If you don't mind sharing, are you using more math/trig type functions, or OHLC relationships or indicators?


----------



## rx2 (18 January 2012)

Gringotts Bank said:


> If you don't mind sharing, are you using more math/trig type functions, or OHLC relationships or indicators?




Its a short term mean reversion system.

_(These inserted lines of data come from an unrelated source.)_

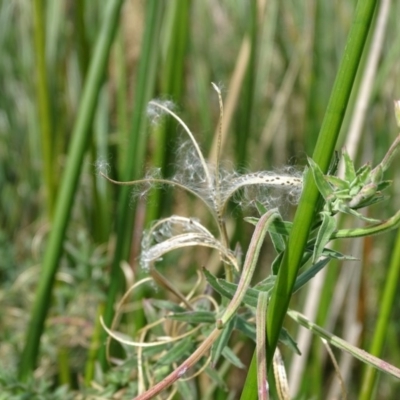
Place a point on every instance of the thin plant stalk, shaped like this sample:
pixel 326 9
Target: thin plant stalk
pixel 133 163
pixel 176 33
pixel 323 152
pixel 386 306
pixel 69 182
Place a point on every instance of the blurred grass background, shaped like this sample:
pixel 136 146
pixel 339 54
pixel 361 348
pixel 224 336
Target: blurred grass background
pixel 275 62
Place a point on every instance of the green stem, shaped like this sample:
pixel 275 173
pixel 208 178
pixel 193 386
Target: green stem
pixel 323 152
pixel 42 93
pixel 345 346
pixel 386 305
pixel 133 163
pixel 69 182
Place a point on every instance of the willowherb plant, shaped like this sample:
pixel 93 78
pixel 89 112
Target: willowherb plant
pixel 183 333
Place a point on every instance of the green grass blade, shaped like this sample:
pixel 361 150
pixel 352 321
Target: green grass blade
pixel 42 94
pixel 380 334
pixel 322 156
pixel 69 184
pixel 132 165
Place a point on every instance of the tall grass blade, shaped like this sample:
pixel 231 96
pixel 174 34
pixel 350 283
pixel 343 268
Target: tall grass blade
pixel 80 138
pixel 132 165
pixel 322 156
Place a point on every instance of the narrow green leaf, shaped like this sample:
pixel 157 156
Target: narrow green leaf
pixel 338 183
pixel 220 344
pixel 319 179
pixel 167 305
pixel 349 170
pixel 325 231
pixel 232 357
pixel 216 377
pixel 261 345
pixel 176 353
pixel 277 241
pixel 306 276
pixel 287 340
pixel 194 317
pixel 246 328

There is nothing fancy / complex to it; using basics such as mean / stddev / zscore etc.... and I also incorporate some basic volume analysis as well.


----------



## howardbandy (19 January 2012)

Hi Rx --

Using the 5 value average ---

Assume I am looking for the best length of a moving average.  When I test lengths from 1 to 100, 12 is best -- but that is a single point and it might be an isolated peak.  To find the best plateau, I average (using some weighting and averaging scheme) the 100 individual results in groups of 5 adjacent values.  1-5, 2-6, 3-7, ... 96-100.     

Two examples of weighting and averaging schemes:
1.  Equally weight each result, then divide by the number of results -- simple arithmetic average.
2.  Weight the center more heavily.  Perhaps 1,2,3,2,1.  Multiple each result by the weight and divide by the sum of the weights.

Thanks,
Howard


----------



## howardbandy (19 January 2012)

Hi Rx --

When evaluating out-of-sample results from walk forward runs --

If the OOS results appear to be satisfactory -- smooth growth with low drawdown -- even though they are only a fraction as profitable as the in-sample results, proceed to the analysis phase to see whether the profit potential and drawdown risk fit your personal risk tolerance and your business plan.  If they do, do not worry about the low ratio between OOS and IS results.

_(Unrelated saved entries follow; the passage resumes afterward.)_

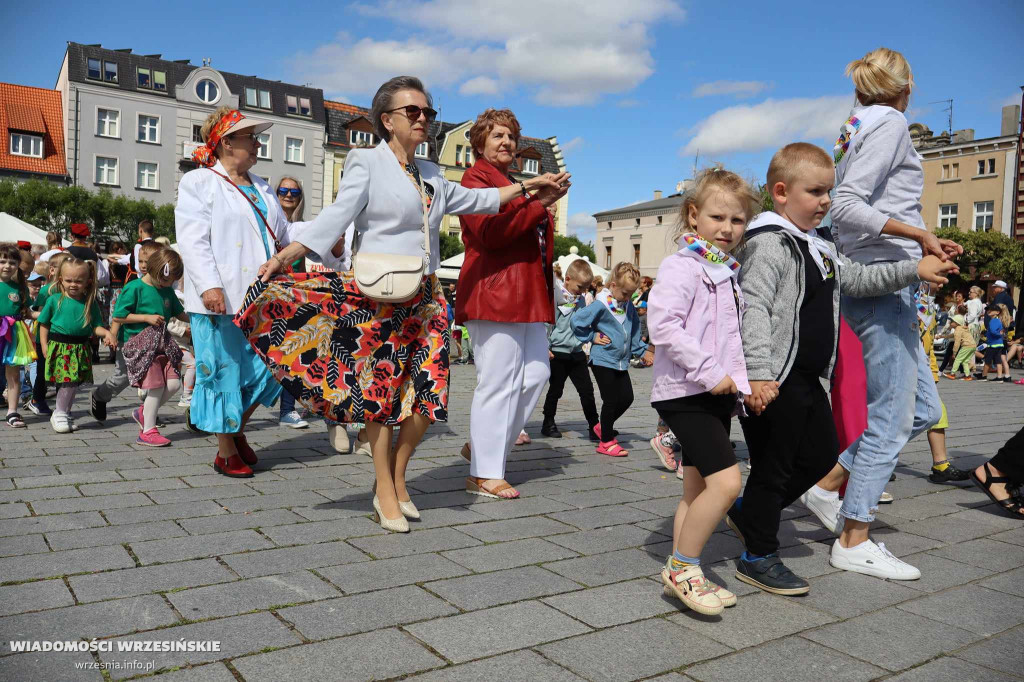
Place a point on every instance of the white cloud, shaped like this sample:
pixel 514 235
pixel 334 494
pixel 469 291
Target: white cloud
pixel 572 144
pixel 738 89
pixel 583 226
pixel 564 53
pixel 769 124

No matter how good your system is, you will be resynchronizing the model to the data periodically throughout the life of the system.  You get an idea of the OOS performance relative to the IS performance by evaluating the walk forward results.  Some will have a high ratio, some low.  A low ratio may be the result of fewer trading opportunities in that particular OOS period, or a shift in the data moving the sweet spot away from the logic coded in your model.  You have no way of knowing what the characteristics of the future data series will be.  The best you can hope for is a high degree of confidence.  You get confidence by practicing.  Every walk forward step is a practice step.

Thanks,
Howard


----------